Kansas represented everything that IndyCar was supposed to be good at. After weeks of road and street racing, IndyCar was back where many believe it belongs - high-speed oval racing in America's heartland. Add to that the biggest field of the season, the first day of May and the final prep before the Indy 500... hell, Danica was even there. That should have been a recipe for success.
You can (and many people already did) blame the less-than-sunny weather or the possibility that folks might have been staying home to watch the Kentucky Derby (A.J. Foyt even missed the race to vacuum up a few mint juleps at Churchill Downs, after all) for the fact that the Kansas Speedway crowd could have been bested by the audience of a kazoo-based Lawrence Welk Tribute Band.
But whatever the excuse, it seems pretty clear that steps need to be taken to improve The Show.
IndyCar can start by solving two persistent, aggravating issues:
Shorten the caution flag periods after wrecks. Look, we all know that IndyCars are made of carbon fiber and that when one of them wrecks those little splinters can go everywhere. Further, I appreciate the hard work of the Holmatro Safety Team in making sure that everyone is okay after a hard shunt. But seriously - I can't be the only one who has noticed that yellow flag periods at oval tracks take FOREVER, even when the incident in question seems innocuous. When your average non-Indy IndyCar oval race is between 300 and 400 miles, you want to have as many green flag laps as possible. Much as I love the spirited banter between the guys in the booth, it's no replacement for on-track action. And if you're watching at the track, if you can fit a bathroom break and a snack run in and still have time to hit souvenir row before the lights go out on the pace car... that's just a bit too long.

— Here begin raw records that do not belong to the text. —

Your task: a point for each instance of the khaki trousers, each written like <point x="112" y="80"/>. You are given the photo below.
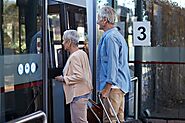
<point x="117" y="99"/>
<point x="78" y="110"/>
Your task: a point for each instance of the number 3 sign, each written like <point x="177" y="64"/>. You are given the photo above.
<point x="141" y="33"/>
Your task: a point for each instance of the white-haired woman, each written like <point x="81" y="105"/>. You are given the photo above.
<point x="76" y="77"/>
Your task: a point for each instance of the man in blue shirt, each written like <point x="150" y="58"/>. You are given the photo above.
<point x="113" y="74"/>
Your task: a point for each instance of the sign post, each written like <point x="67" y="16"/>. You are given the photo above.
<point x="141" y="33"/>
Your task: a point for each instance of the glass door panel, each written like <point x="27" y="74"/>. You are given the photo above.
<point x="20" y="58"/>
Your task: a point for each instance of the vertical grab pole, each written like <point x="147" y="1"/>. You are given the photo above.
<point x="136" y="99"/>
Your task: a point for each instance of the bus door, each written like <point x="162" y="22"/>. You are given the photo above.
<point x="62" y="16"/>
<point x="21" y="75"/>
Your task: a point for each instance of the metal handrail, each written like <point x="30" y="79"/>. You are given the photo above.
<point x="30" y="117"/>
<point x="135" y="79"/>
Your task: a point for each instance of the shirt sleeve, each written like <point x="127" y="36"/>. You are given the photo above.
<point x="112" y="52"/>
<point x="77" y="72"/>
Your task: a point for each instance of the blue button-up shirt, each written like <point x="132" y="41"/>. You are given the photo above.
<point x="112" y="61"/>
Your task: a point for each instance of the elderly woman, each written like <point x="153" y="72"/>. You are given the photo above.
<point x="76" y="77"/>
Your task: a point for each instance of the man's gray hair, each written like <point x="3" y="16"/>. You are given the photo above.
<point x="71" y="35"/>
<point x="107" y="12"/>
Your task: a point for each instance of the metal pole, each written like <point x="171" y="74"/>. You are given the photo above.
<point x="45" y="56"/>
<point x="138" y="57"/>
<point x="91" y="21"/>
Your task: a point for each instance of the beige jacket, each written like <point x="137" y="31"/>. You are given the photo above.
<point x="77" y="76"/>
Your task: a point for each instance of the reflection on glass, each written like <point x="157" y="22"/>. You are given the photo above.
<point x="20" y="90"/>
<point x="55" y="26"/>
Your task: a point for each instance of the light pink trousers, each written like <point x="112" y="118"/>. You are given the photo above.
<point x="117" y="99"/>
<point x="78" y="111"/>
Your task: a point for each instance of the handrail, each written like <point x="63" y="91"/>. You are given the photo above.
<point x="31" y="117"/>
<point x="135" y="79"/>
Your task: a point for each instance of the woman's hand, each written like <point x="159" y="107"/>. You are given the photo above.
<point x="59" y="78"/>
<point x="105" y="92"/>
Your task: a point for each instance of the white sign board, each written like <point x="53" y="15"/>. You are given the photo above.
<point x="141" y="33"/>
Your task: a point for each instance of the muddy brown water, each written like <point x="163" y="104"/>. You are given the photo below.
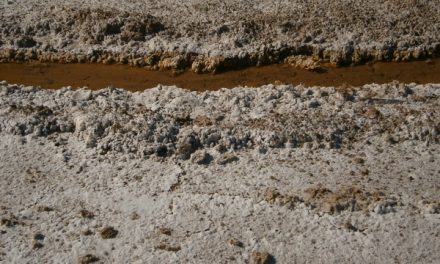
<point x="97" y="76"/>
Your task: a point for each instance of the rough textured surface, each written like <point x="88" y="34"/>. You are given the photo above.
<point x="278" y="174"/>
<point x="217" y="35"/>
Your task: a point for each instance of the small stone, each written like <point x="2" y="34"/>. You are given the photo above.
<point x="37" y="245"/>
<point x="165" y="231"/>
<point x="134" y="216"/>
<point x="39" y="236"/>
<point x="7" y="222"/>
<point x="44" y="209"/>
<point x="87" y="259"/>
<point x="236" y="242"/>
<point x="226" y="158"/>
<point x="349" y="226"/>
<point x="261" y="258"/>
<point x="314" y="104"/>
<point x="201" y="158"/>
<point x="86" y="214"/>
<point x="270" y="195"/>
<point x="87" y="232"/>
<point x="108" y="232"/>
<point x="167" y="247"/>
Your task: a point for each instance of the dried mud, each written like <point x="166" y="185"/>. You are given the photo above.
<point x="217" y="35"/>
<point x="96" y="76"/>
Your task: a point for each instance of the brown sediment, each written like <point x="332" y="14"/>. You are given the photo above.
<point x="97" y="76"/>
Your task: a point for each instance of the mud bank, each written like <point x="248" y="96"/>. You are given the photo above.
<point x="278" y="173"/>
<point x="97" y="76"/>
<point x="216" y="36"/>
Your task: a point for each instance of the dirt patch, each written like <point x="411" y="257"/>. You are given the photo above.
<point x="97" y="76"/>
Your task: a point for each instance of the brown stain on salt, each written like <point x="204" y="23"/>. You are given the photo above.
<point x="97" y="76"/>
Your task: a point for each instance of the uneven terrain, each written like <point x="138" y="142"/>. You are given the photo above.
<point x="279" y="174"/>
<point x="326" y="171"/>
<point x="212" y="36"/>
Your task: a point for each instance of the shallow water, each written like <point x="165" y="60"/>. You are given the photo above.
<point x="96" y="76"/>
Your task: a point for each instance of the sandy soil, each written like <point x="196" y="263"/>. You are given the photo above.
<point x="273" y="174"/>
<point x="276" y="174"/>
<point x="96" y="76"/>
<point x="218" y="35"/>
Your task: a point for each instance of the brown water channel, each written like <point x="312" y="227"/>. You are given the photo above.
<point x="97" y="76"/>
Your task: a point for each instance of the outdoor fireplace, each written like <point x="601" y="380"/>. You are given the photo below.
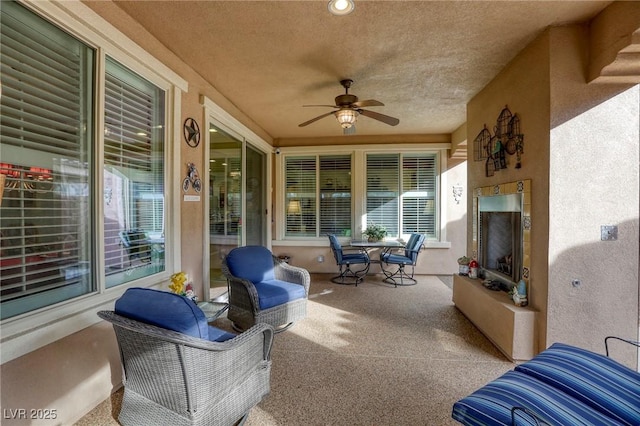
<point x="501" y="221"/>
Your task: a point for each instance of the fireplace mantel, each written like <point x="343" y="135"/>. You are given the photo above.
<point x="511" y="328"/>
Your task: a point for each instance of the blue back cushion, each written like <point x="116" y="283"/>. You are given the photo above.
<point x="336" y="247"/>
<point x="168" y="310"/>
<point x="253" y="263"/>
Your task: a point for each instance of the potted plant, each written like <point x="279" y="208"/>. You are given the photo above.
<point x="375" y="232"/>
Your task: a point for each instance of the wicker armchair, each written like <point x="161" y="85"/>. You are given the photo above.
<point x="263" y="289"/>
<point x="173" y="378"/>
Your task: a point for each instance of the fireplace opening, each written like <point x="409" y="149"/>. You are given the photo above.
<point x="500" y="237"/>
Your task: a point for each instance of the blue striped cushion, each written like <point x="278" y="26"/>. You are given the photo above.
<point x="491" y="404"/>
<point x="595" y="379"/>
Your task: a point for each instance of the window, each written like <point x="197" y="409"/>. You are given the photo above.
<point x="133" y="176"/>
<point x="318" y="195"/>
<point x="341" y="193"/>
<point x="52" y="197"/>
<point x="300" y="197"/>
<point x="401" y="193"/>
<point x="383" y="177"/>
<point x="335" y="195"/>
<point x="46" y="127"/>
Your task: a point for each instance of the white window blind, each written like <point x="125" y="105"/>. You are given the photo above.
<point x="419" y="194"/>
<point x="335" y="195"/>
<point x="300" y="199"/>
<point x="383" y="183"/>
<point x="45" y="128"/>
<point x="133" y="176"/>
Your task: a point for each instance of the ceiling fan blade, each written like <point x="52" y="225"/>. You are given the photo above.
<point x="367" y="102"/>
<point x="316" y="119"/>
<point x="391" y="121"/>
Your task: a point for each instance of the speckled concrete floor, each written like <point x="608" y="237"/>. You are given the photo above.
<point x="366" y="355"/>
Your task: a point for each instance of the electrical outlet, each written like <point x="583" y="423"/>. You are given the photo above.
<point x="608" y="232"/>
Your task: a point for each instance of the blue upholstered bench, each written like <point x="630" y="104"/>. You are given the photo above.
<point x="168" y="310"/>
<point x="563" y="385"/>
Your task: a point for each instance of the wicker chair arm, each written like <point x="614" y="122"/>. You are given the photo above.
<point x="242" y="285"/>
<point x="292" y="274"/>
<point x="182" y="339"/>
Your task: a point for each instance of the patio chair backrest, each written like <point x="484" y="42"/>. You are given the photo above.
<point x="336" y="248"/>
<point x="413" y="246"/>
<point x="253" y="263"/>
<point x="163" y="309"/>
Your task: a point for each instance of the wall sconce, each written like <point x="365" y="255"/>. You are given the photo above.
<point x="341" y="7"/>
<point x="457" y="193"/>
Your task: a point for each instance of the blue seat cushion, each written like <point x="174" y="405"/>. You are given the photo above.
<point x="253" y="263"/>
<point x="397" y="259"/>
<point x="491" y="404"/>
<point x="275" y="292"/>
<point x="168" y="310"/>
<point x="352" y="258"/>
<point x="595" y="379"/>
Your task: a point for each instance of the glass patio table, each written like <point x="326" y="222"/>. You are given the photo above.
<point x="386" y="247"/>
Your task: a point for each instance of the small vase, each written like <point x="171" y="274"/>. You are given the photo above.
<point x="463" y="269"/>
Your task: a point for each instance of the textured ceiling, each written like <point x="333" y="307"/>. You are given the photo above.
<point x="424" y="60"/>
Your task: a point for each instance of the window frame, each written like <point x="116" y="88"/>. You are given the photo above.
<point x="358" y="189"/>
<point x="29" y="331"/>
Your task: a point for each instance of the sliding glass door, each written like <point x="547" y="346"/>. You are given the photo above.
<point x="237" y="202"/>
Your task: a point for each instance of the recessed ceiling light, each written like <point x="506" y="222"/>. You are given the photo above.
<point x="341" y="7"/>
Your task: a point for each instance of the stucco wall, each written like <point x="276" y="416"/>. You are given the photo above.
<point x="594" y="181"/>
<point x="523" y="86"/>
<point x="581" y="153"/>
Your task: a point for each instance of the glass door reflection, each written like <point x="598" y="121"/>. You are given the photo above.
<point x="225" y="199"/>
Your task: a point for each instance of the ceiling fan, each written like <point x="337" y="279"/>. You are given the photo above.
<point x="348" y="107"/>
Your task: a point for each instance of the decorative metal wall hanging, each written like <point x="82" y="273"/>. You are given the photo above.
<point x="192" y="179"/>
<point x="191" y="132"/>
<point x="507" y="139"/>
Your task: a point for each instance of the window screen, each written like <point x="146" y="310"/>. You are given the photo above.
<point x="418" y="195"/>
<point x="300" y="198"/>
<point x="133" y="176"/>
<point x="383" y="179"/>
<point x="335" y="195"/>
<point x="45" y="140"/>
<point x="401" y="193"/>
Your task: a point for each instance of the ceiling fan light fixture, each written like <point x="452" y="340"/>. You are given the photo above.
<point x="341" y="7"/>
<point x="346" y="117"/>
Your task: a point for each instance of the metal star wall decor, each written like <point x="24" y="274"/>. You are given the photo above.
<point x="191" y="132"/>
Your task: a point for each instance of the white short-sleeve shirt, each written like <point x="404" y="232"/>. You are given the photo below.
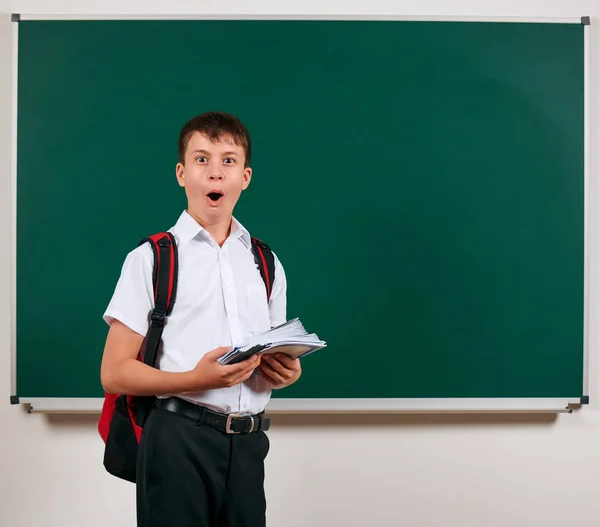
<point x="221" y="301"/>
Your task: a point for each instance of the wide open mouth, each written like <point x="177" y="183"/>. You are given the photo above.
<point x="215" y="195"/>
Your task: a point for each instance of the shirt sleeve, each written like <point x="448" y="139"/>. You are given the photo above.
<point x="133" y="298"/>
<point x="278" y="301"/>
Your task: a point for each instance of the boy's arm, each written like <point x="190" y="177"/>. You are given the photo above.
<point x="121" y="372"/>
<point x="127" y="315"/>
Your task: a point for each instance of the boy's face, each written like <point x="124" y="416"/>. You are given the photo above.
<point x="213" y="177"/>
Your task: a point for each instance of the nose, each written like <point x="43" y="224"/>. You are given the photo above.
<point x="215" y="173"/>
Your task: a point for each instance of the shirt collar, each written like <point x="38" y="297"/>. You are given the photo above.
<point x="187" y="228"/>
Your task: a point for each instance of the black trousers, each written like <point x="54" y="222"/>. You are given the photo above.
<point x="197" y="476"/>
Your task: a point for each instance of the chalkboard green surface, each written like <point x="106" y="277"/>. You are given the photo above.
<point x="422" y="183"/>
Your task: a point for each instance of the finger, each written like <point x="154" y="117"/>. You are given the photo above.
<point x="277" y="365"/>
<point x="272" y="377"/>
<point x="243" y="378"/>
<point x="275" y="370"/>
<point x="240" y="367"/>
<point x="288" y="362"/>
<point x="217" y="353"/>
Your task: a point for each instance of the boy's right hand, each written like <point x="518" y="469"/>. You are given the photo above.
<point x="209" y="374"/>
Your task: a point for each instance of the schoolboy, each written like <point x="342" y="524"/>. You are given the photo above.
<point x="191" y="473"/>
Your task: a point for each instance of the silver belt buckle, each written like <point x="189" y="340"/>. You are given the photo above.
<point x="230" y="417"/>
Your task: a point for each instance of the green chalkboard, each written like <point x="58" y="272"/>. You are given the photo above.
<point x="422" y="183"/>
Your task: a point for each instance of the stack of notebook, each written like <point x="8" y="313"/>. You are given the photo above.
<point x="290" y="338"/>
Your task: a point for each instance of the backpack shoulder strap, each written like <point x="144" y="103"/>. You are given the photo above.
<point x="164" y="280"/>
<point x="266" y="263"/>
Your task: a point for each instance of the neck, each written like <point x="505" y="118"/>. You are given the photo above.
<point x="219" y="230"/>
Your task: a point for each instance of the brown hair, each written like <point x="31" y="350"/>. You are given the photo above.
<point x="215" y="125"/>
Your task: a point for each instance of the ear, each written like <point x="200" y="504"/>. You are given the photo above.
<point x="247" y="177"/>
<point x="180" y="173"/>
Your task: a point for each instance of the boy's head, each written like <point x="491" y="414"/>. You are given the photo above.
<point x="215" y="126"/>
<point x="214" y="157"/>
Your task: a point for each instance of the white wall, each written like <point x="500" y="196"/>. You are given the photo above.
<point x="419" y="471"/>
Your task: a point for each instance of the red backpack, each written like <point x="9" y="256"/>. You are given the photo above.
<point x="123" y="416"/>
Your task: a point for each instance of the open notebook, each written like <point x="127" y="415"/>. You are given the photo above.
<point x="290" y="338"/>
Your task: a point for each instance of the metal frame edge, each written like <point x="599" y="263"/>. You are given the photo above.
<point x="353" y="406"/>
<point x="13" y="211"/>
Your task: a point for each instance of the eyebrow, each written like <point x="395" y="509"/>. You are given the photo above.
<point x="208" y="153"/>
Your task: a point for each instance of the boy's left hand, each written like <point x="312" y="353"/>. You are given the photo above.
<point x="279" y="370"/>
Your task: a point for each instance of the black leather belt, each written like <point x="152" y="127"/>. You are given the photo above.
<point x="228" y="423"/>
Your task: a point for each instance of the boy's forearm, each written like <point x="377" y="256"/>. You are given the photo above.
<point x="133" y="377"/>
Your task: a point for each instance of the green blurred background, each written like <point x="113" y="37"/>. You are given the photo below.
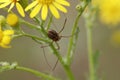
<point x="30" y="54"/>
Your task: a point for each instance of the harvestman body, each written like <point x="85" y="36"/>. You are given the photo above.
<point x="55" y="37"/>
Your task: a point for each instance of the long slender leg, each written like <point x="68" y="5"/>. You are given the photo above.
<point x="55" y="65"/>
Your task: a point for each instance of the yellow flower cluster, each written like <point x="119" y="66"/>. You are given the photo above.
<point x="109" y="11"/>
<point x="6" y="35"/>
<point x="12" y="19"/>
<point x="38" y="5"/>
<point x="5" y="38"/>
<point x="12" y="3"/>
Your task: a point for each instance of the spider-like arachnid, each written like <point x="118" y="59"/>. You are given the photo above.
<point x="55" y="37"/>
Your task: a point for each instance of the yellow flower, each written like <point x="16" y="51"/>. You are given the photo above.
<point x="43" y="5"/>
<point x="110" y="11"/>
<point x="12" y="19"/>
<point x="5" y="38"/>
<point x="12" y="3"/>
<point x="115" y="38"/>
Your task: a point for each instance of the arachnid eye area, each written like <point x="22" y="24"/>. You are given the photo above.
<point x="52" y="34"/>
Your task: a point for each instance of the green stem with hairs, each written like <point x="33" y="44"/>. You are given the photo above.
<point x="72" y="42"/>
<point x="37" y="73"/>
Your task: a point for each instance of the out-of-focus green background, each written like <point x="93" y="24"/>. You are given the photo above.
<point x="30" y="54"/>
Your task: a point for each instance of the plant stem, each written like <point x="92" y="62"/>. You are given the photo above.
<point x="65" y="66"/>
<point x="90" y="53"/>
<point x="72" y="41"/>
<point x="37" y="73"/>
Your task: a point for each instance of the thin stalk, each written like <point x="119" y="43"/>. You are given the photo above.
<point x="72" y="42"/>
<point x="29" y="24"/>
<point x="35" y="37"/>
<point x="35" y="72"/>
<point x="65" y="66"/>
<point x="90" y="53"/>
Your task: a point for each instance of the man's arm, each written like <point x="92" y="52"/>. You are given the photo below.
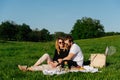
<point x="69" y="57"/>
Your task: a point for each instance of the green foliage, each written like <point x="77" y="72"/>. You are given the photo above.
<point x="87" y="28"/>
<point x="27" y="53"/>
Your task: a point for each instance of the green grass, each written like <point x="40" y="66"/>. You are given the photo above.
<point x="27" y="53"/>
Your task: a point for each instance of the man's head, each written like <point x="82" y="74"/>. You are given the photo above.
<point x="68" y="41"/>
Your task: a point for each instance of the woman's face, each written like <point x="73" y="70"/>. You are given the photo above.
<point x="61" y="43"/>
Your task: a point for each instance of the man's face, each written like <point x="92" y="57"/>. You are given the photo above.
<point x="67" y="43"/>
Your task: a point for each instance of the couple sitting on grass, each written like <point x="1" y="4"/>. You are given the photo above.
<point x="66" y="50"/>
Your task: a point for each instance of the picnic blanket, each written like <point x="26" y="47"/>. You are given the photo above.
<point x="58" y="71"/>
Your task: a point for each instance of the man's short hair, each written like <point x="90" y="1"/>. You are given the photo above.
<point x="69" y="37"/>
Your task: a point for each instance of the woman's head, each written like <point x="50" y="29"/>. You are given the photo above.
<point x="59" y="44"/>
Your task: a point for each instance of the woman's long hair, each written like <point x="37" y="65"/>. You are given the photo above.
<point x="57" y="44"/>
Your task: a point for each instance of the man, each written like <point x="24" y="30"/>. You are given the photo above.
<point x="75" y="53"/>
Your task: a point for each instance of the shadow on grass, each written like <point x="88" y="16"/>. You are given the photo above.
<point x="86" y="63"/>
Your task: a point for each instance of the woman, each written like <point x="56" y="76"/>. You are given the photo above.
<point x="60" y="53"/>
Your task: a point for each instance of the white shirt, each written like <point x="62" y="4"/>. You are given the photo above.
<point x="75" y="49"/>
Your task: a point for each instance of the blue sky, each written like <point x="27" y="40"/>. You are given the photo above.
<point x="60" y="15"/>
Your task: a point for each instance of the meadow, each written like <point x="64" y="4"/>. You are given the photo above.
<point x="27" y="53"/>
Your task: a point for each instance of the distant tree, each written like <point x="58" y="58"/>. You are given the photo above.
<point x="23" y="33"/>
<point x="44" y="35"/>
<point x="87" y="28"/>
<point x="8" y="30"/>
<point x="59" y="34"/>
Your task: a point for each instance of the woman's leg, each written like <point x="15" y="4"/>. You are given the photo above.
<point x="45" y="57"/>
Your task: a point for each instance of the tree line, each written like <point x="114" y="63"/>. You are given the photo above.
<point x="83" y="28"/>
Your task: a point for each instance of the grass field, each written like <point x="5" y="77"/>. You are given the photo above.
<point x="27" y="53"/>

- Adopt a new restart procedure. I get it. Folks don't want to sacrifice the race for the sake of The Show. But when you have a late-race restart with fifteen lapped cars between the leader and second-place, both the race and The Show suffer. I complained last week about IndyCar restart procedure, and this race did me a huge favor by showing exactly what I was talking about. Simply put, we're at a point now when it's time to make a concession to The Show. Modern-day racing is a spectator sport, not an engineering contest where spectators are simply grudgingly-tolerated fringe elements. The "accelerate to race speed on the backstretch" crap needs to stop. The idea of a baker's dozen or more lapped cars between drivers racing for position on a restart is ludicrous. Sure, in an ideal world, navigating through obstacles like Milka Duno to get to the leader would be a fine test of a driver - but in an ideal world, we also would have more than one car builder and engine manufacturer and a series that pays more than lip service to the principle of being the greatest show on a racetrack. So move the restart line up to the frontstretch in front of the fans, and then put lapped cars on the outside line to get them out of the way of faster cars.
There are more issues with IndyCar oval racing that need to be dealt with, but many of them won't be addressable until a new chassis and engine spec is selected. So until the tech side gets the attention that it is (over)due, the fixes need to come in other areas.
Or IndyCar can just continue doing what it has done in the past - blame the track, blame the promoter, pull up the stakes and move to another venue. But all that does is slap a Band-Aid on the injury, not treat it the way it needs to be treated.
It's not necessary to manufacture entertainment; but it is also not necessary to force boredom on people in a misguided nod to keeping the sport unsullied by artifice.